|
|
|
|
|
by mschoebel
3752 days ago
|
|
Thanks for the answer. I suggest not to use AWS if you know that you'll need a server 24/7. Old-school hosters which offer dedicated servers are much cheaper for that use-case. There are several offers here in Europe where you can get an i7-6700, 64gb RAM and 1tb SSD for less than €60/month. AWS would cost you at least 3-4x as much. You'll lose the flexibility of AWS, but save a ton of cash. |
|
Isn't there more to the analysis than just comparing cpu before we can conclude it will save a lot of money?
It looks like their servers[1] use ~150TB source data that's already hosted on AWS disks.

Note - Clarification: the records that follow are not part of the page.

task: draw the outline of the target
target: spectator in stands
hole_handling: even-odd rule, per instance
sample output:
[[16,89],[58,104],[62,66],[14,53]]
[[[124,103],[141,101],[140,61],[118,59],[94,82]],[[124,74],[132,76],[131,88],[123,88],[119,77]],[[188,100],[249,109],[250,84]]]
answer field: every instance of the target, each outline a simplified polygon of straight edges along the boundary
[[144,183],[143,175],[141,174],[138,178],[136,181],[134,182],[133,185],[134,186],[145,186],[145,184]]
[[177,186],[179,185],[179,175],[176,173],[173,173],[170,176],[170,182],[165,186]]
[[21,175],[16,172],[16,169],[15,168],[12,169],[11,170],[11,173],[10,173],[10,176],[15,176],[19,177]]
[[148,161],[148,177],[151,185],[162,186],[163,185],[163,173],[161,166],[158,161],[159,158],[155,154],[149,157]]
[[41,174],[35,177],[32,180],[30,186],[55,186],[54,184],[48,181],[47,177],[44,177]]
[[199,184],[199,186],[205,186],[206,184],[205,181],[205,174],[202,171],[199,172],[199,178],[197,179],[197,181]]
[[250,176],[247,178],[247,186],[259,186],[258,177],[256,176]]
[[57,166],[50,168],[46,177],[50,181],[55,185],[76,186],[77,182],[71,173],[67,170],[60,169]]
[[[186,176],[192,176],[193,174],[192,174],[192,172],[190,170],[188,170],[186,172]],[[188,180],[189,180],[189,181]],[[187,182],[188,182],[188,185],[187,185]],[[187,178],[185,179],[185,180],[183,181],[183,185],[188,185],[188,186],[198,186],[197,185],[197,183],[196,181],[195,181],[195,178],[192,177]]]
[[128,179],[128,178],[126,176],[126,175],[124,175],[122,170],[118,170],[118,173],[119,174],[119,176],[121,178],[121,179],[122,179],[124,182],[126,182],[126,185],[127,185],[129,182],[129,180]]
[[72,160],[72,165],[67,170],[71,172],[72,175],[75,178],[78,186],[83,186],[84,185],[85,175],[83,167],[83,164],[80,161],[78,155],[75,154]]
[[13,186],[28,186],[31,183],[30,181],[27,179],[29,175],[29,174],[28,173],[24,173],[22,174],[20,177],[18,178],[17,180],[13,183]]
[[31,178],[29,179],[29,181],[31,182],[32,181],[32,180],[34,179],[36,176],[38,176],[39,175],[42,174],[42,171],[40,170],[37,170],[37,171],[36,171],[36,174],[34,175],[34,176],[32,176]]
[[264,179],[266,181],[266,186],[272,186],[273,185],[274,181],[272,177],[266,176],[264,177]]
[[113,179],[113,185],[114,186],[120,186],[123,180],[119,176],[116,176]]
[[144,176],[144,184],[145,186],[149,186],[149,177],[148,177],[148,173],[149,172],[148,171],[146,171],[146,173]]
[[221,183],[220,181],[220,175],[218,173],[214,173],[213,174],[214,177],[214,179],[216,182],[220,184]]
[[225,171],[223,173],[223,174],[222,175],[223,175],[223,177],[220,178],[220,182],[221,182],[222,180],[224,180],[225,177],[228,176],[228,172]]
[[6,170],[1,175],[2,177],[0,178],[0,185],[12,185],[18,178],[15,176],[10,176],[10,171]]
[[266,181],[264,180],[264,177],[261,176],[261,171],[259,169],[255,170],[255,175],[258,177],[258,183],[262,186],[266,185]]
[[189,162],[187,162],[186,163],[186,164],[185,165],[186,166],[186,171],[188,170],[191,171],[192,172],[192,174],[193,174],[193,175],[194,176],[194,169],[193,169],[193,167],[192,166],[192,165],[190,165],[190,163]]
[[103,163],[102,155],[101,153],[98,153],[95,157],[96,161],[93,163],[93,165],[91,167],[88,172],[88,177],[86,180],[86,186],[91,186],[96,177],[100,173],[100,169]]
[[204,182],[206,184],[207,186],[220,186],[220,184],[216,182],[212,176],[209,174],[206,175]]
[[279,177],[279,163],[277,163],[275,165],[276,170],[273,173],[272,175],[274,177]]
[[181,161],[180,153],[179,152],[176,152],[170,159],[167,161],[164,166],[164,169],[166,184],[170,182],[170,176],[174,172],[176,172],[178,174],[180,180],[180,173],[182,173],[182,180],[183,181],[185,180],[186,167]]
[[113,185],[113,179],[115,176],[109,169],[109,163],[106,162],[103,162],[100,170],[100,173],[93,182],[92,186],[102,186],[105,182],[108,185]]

The source x.gz archives of the Common Crawl on AWS S3 are then imported to a Elasticsearch disks that are hosted on AWS.
To pull ~150TB of data using network speeds of 30 megabytes/sec[2] would take 60 days to transfer from AWS to another USA datacenter like Rackspace.
(Copying data from AWS to AWS isn't instantaneous either but it won't take ~60 days. At 60 days, the next crawl archive would have been released before you finished importing the previous one!)
Questions would be:
1) What are current 2016 network speeds between cloud providers?
2) What's the cost of ~150TB of network bandwidth?
3) From those datapoints, can we derive a rough rule-of-thumb where a certain amount of data exceeds the current capabilities (speed or economics) of the internet backbone available to projects like Common Search?
[1]https://about.commonsearch.org/developer/operations
[2]http://www.networkworld.com/article/2187021/cloud-computing/...